Ибо морды сидящих в нём хемулей обратились масками, а хемули – керамическими куклами, чьи застывшие морды исказили бездушные, холодные улыбки, контрастирующие с бездонными провалами акриловых глаз. Марионетки заполняли комнату. Одинокие, бесплотные и бездушные, восседали они на стульях, не имея никакого дела до мучений той, кто не хотела стать марионеткой, и, дерзко возжелав сохранить свободу, жестоко поплатилась за это, истязанием плоти искупив мимолётный грех.

Коридор казался бесконечным, обрисованный чёткими штрихами колонн тени, из провалов между которыми струился свет, неся с собой прохладу улицы и словно образуя некие незримые реки, протекающие под арками моста. Меллисент шла равномерно, уже смирившись со своей участью и созерцая рыбками играющие блики на голубой стене, коими рассыпался лучистый небосвод в ясную пору сего дня.

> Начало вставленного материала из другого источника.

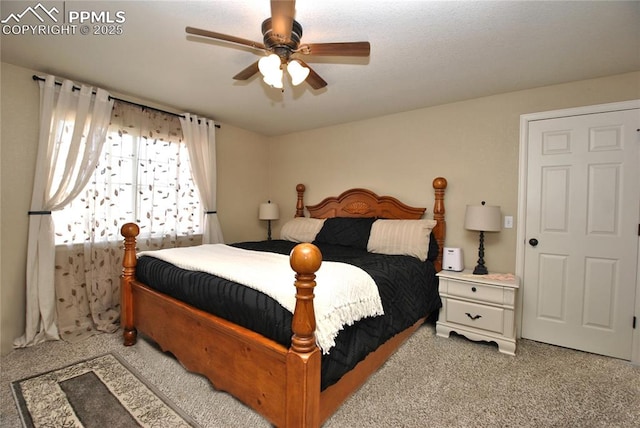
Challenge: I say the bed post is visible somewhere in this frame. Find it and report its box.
[295,184,305,217]
[286,243,322,428]
[120,223,140,346]
[433,177,447,272]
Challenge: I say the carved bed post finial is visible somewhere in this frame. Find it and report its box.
[120,223,140,346]
[290,243,322,353]
[433,177,447,271]
[295,184,305,217]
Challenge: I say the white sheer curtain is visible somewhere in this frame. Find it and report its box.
[14,76,113,347]
[180,113,224,244]
[53,100,202,342]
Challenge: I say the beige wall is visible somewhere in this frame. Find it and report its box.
[0,63,269,355]
[269,72,640,272]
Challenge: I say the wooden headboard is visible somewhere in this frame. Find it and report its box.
[295,177,447,271]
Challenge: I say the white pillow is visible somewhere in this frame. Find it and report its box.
[367,220,437,261]
[280,217,325,242]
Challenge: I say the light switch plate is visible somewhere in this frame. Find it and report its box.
[504,215,513,229]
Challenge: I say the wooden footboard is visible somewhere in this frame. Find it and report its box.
[121,223,322,427]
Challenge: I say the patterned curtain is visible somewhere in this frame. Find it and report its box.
[54,101,202,341]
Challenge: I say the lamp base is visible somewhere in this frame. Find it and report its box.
[473,265,489,275]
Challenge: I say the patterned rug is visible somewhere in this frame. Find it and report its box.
[11,353,198,428]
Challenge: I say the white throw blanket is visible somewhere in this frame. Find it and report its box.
[138,244,384,354]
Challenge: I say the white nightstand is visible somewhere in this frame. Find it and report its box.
[436,270,520,355]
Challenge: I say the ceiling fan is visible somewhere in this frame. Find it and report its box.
[185,0,371,89]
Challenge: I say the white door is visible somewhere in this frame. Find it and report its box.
[522,109,640,360]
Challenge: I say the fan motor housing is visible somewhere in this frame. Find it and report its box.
[262,18,302,53]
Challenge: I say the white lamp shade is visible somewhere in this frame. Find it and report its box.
[287,59,309,86]
[258,202,280,220]
[464,205,502,232]
[258,54,283,89]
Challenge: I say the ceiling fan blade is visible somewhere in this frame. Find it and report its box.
[233,61,258,80]
[271,0,296,44]
[298,42,371,56]
[297,59,327,89]
[184,27,265,50]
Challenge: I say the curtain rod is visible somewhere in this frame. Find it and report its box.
[32,74,220,128]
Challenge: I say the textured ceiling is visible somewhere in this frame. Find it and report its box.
[0,0,640,136]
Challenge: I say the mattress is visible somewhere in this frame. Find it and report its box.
[136,240,441,390]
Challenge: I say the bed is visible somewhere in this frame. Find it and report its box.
[121,177,447,427]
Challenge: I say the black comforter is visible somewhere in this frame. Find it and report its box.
[136,240,441,389]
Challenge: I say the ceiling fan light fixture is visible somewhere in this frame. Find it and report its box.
[262,69,284,89]
[258,54,283,89]
[258,54,280,77]
[287,59,309,86]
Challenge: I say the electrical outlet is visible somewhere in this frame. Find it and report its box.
[504,215,513,229]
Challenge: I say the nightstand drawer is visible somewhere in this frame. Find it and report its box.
[446,299,504,334]
[446,280,504,305]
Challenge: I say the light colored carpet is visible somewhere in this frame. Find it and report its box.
[0,325,640,428]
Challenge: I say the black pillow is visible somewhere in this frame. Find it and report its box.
[313,217,376,250]
[427,232,440,262]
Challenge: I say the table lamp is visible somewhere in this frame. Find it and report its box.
[258,201,280,241]
[464,201,502,275]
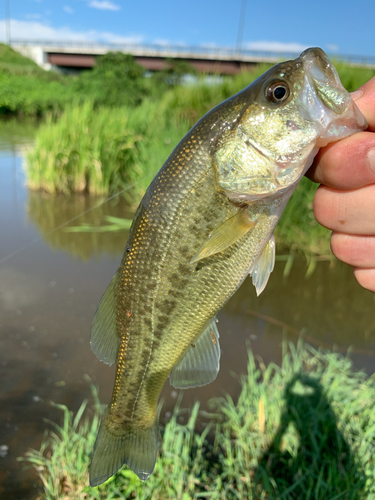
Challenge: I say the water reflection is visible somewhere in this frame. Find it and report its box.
[0,119,375,499]
[27,191,134,261]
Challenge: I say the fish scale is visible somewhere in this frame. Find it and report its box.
[90,49,366,486]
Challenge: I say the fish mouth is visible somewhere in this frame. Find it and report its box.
[296,47,367,143]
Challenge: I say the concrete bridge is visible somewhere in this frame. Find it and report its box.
[11,40,375,75]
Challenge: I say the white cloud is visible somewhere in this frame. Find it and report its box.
[0,19,144,45]
[25,14,42,19]
[89,0,121,10]
[242,41,309,52]
[327,43,339,52]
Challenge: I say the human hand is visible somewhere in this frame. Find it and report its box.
[307,77,375,292]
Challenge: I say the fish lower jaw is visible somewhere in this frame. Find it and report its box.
[224,184,295,205]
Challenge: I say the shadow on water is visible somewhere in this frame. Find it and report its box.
[254,373,366,500]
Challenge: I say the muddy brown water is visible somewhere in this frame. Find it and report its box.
[0,123,375,500]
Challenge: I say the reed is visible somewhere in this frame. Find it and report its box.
[26,102,186,196]
[22,340,375,500]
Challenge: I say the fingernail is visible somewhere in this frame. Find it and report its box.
[350,89,364,101]
[367,148,375,174]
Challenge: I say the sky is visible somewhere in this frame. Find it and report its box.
[0,0,375,57]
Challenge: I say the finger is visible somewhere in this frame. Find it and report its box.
[307,132,375,189]
[307,77,375,189]
[354,269,375,293]
[352,76,375,132]
[314,184,375,235]
[331,233,375,269]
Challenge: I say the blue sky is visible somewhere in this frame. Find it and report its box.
[0,0,375,56]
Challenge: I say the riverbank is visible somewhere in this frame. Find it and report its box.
[24,340,375,500]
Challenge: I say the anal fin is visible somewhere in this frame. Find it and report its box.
[169,316,220,389]
[90,273,120,365]
[250,235,276,295]
[191,209,257,263]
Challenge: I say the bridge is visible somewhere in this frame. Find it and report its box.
[11,40,375,75]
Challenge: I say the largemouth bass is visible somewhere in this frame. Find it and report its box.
[90,48,366,486]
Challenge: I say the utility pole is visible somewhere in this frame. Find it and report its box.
[5,0,10,45]
[236,0,247,54]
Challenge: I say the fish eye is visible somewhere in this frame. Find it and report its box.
[266,82,290,103]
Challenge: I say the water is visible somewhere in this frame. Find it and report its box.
[0,122,375,499]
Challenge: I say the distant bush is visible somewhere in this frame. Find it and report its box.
[26,102,188,196]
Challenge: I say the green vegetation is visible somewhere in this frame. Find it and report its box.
[19,341,375,500]
[27,102,187,195]
[0,44,375,254]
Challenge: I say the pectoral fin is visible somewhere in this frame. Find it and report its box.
[90,273,120,365]
[250,235,275,295]
[191,210,256,263]
[169,316,220,389]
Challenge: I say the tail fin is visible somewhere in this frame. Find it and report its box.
[90,410,159,486]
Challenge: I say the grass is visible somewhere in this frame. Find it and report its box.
[26,102,187,197]
[22,341,375,500]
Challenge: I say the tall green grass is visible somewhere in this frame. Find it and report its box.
[23,341,375,500]
[26,102,187,195]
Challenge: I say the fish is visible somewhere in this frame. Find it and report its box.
[90,48,367,486]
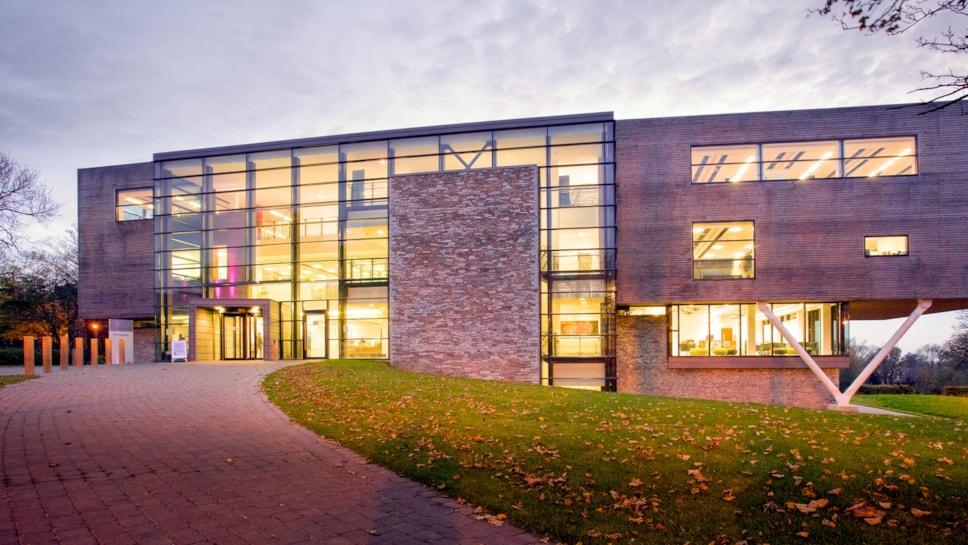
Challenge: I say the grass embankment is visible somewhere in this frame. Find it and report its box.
[265,362,968,545]
[0,375,37,388]
[853,394,968,421]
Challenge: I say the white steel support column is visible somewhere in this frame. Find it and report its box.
[756,300,931,409]
[837,299,931,406]
[756,302,840,403]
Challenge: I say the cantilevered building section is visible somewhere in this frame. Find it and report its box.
[78,102,968,407]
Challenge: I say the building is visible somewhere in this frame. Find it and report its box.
[78,105,968,407]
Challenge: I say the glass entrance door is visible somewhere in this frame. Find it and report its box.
[222,312,262,360]
[306,312,329,359]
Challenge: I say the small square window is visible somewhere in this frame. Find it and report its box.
[864,235,908,257]
[114,187,155,221]
[692,221,755,280]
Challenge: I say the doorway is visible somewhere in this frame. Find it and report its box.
[305,312,329,359]
[221,312,263,360]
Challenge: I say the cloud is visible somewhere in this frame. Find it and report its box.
[0,0,952,234]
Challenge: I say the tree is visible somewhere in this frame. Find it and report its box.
[939,310,968,371]
[0,230,79,340]
[811,0,968,111]
[0,152,60,252]
[840,339,880,386]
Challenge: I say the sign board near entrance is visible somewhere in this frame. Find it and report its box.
[171,341,188,361]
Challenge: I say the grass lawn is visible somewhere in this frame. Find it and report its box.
[264,361,968,545]
[853,394,968,421]
[0,375,37,388]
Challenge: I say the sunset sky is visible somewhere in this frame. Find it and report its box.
[0,0,963,350]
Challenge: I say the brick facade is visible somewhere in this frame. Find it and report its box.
[617,316,840,409]
[77,163,156,362]
[77,163,155,319]
[390,167,540,383]
[616,106,968,319]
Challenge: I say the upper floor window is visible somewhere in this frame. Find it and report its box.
[692,221,754,280]
[864,235,908,257]
[692,136,918,184]
[115,187,154,221]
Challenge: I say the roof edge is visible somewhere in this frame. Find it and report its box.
[154,112,615,161]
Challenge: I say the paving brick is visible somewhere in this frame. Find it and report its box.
[0,362,538,545]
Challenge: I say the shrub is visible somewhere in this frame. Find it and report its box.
[857,384,914,394]
[941,386,968,397]
[0,346,24,365]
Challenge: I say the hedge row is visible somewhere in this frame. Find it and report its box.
[857,384,915,394]
[941,386,968,397]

Филифьонка тихо шла, стараясь не ступать обнажёнными лапками в квадратики тьмы, ибо она это дурным знаком. Но, вместе с тем, очи её остекленели и теперь бессмысленно смотрели вдаль, в то время как лапы отмеряли считанные метры, остающиеся до двери в кабинет.

Наконец филифьонка в деловом костюме остановилась у двери и широким жестом указала на дверь. Мелиссент в нерешительности подошла к ней и робко постучала. Дверь качнулась, и необъятный массив красного дерева величественно ушёл во мрак комнаты. Филифьонка нежно подтолкнула Мелиссент под зад и ровным голосом приказала закрыть дверь, что и сделал некто незримый, таящийся во мраке. Мелиссент осталась одна. Медленно, на ощупь, сделала она несколько неверных шагов, осторожно занося лапку в мнимом ужасе перед падением, но это не сберегло её, и филифьонка пала на бархат, шаловливо подтолкнутая кем-то со спины. Неуклюже развернувшись, филифьонка приземлилась на прохладную ткань. Ей это явно не нравилось. Да кто он такой, что смеет её толкать?

- Фу-у-р-и! Отзови-итесь! – тоненьким голоском пропела Мелиссент, оглядываясь. Над её головой воспарила пара изумрудно-зелёных глаз.

- Ох, фру. Я так сожалею. Это снова Вы… - начала была Мелиссент, признав в обладательнице глаз начальницу, но краткий возглас прервал её речь:- А разве мы виделись раньше? Девчонки, новенькая пришла!

В мгновение над головой Мелиссент вспыхнул яркий, разноцветный витраж глаз. Подводно-бирюзовые миндалевидные очи шально сверкнули возле пары узких небесно-васильковых очей, заиграли разноцветиями Вселенной мириады линз, кружась в некоем поднебесном вальсе.- А она, вроде, ничего! – заметила голубоглазая. – По крайней мере, дышит.

- И глаза светятся! – подтвердила зеленоглазая, как вдруг филифьонок накрыла волна слепящего света, ударив по глазам и автоматически заставив их закрыться.

Вся пёстрая толпа разом обернулась, встретившись взглядом с филифьонкой в деловом костюме.

- Линда, - позвала та, - за Вами пришли.

Две филифьонки вошли в помещение, и, схватив высокую златовласую филифьонку, повлекли её за собой во тьму коридора. Просвеченные золотистым светом её локоны, отливая ароматом апельсина, прощально сверкнули в дверном проёме и исчезли навсегда. Некоторое время филифьонки провели в скорбном молчании, затем Мелиссент перевела взгляд на бьющуюся в цепях бронзовую филифьонку. Её прекрасное тело было окровавлено, кровь сочилась из глубины изумрудных глаз, сбегая по шее. Цепи ломали изящество и красоту её форм, грубо вторгаясь в мир филифьонки и сокрушая её натуру. Ломкими, неестественными движениями обращались робкие её попытки вновь обрести свободу, а попытка разжать губы увенчалась новым кровавым ручейком, побежавшим по подбородку.

- Ну, зеленоглазая цыганка Гильда, за тобой тоже пришли, - продолжила филифьонка в деловом костюме, в то время как хемули продвигались к филифьонке.